Afrique: Forum international de Dakar sur la paix et la sécurité en Afrique - Amadou Ba balise déjà la voie

16 Octobre 2019

Les 18 et 19 novembre prochains, Dakar va abriter le 6ème forum international sur la paix et la sécurité en Afrique dont le thème porte sur «les défis actuels du multilatéralisme».

En perspective de cet événement, le département des Affaires étrangères du Sénégal, dirigé par le ministre Amadou Bâ a convié, des experts (Généraux, Magistrat, Professeur d'histoire), des membres de la société civile mais aussi les médias nationaux et de la sous-région afin de baliser la voie.

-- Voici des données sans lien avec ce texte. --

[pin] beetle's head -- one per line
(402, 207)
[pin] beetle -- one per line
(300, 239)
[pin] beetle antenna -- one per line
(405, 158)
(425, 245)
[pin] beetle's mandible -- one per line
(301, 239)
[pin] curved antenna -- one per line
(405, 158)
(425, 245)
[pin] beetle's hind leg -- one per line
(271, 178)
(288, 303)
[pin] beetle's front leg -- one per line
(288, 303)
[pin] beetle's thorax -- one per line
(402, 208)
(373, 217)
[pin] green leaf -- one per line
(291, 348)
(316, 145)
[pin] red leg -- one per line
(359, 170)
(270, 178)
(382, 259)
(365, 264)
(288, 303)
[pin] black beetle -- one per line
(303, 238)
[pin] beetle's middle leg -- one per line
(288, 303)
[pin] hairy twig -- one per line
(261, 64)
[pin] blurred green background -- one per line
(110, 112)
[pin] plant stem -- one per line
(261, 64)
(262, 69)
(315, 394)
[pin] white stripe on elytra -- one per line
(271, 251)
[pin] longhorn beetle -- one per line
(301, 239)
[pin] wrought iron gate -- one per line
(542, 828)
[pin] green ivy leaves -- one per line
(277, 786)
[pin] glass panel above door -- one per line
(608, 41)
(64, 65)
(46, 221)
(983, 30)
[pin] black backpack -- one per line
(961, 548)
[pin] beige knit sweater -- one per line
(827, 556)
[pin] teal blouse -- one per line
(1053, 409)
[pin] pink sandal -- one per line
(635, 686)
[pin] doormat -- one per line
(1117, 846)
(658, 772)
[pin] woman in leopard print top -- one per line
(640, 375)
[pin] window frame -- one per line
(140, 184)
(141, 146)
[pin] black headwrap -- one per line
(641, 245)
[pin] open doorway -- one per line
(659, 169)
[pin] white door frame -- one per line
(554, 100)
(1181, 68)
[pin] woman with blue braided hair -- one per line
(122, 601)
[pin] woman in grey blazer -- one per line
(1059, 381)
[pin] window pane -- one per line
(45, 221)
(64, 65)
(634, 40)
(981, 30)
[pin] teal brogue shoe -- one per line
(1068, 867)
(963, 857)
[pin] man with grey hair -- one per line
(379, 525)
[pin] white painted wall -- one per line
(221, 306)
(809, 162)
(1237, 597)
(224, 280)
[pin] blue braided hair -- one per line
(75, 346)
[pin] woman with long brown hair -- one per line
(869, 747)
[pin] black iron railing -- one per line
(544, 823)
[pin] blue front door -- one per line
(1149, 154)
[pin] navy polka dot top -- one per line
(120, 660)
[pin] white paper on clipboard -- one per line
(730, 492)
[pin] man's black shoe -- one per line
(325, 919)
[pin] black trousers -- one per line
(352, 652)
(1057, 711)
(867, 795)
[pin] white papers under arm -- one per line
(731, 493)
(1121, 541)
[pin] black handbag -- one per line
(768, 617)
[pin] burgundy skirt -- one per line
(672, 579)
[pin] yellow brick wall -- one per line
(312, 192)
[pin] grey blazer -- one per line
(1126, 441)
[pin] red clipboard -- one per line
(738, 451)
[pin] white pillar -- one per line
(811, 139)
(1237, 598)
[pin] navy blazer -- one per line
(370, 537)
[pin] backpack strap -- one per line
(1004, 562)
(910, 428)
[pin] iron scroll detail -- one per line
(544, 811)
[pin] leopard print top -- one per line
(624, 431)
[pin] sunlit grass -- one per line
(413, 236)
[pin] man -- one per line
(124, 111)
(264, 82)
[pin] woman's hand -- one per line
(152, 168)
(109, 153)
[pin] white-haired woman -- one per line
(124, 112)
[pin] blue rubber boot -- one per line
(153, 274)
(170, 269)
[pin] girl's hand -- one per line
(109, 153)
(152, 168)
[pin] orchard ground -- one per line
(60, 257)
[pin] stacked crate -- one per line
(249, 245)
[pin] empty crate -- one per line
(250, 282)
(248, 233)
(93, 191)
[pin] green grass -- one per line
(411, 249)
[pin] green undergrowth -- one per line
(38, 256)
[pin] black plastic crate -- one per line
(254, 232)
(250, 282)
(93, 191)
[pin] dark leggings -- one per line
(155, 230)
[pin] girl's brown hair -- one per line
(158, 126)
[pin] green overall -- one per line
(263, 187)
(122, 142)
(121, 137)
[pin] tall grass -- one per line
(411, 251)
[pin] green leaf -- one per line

La rencontre a eu lieu hier, mardi 15 octobre, au Terrou Bi.

Sur un ton de l'ironie, un chef d'un groupe d'anciens rebelles du nordest du Mali, a récemment déclaré que «les terroristes ont aussi leur G5-Sahel». L'allusion est faite à Ansar Dine, Front du Macina, al-Mourabitoune, AQMI, Ansarul Islam, État islamique dans le Grand Sahara.

Au Sénégal, le ministre des affaires étrangères, voit en plus grand, l'espace que les terroristes essaient de conquérir pour davantage contrôler les états devenus de plus en plus fragiles à cause de l'absence de moyens et de la porosité des frontières etc. «Ils ont leur CEDEAO et si on n'y prend garde, ils auront bientôt leur UA», a averti Amadou Bâ.

En perspective du 6ème forum international de Dakar sur la paix et la sécurité en Afrique prévu les 18 et 19 novembre prochains, avec comme thème : «paix et sécurité en Afrique : les défis actuels du multilatéralisme», le chef de la diplomatie sénégalaise, a invité hier, mardi 15 octobre, des experts afin, dit-il, de «percer les mystères des défis de sécurité auxquels, l'Afrique est confrontée».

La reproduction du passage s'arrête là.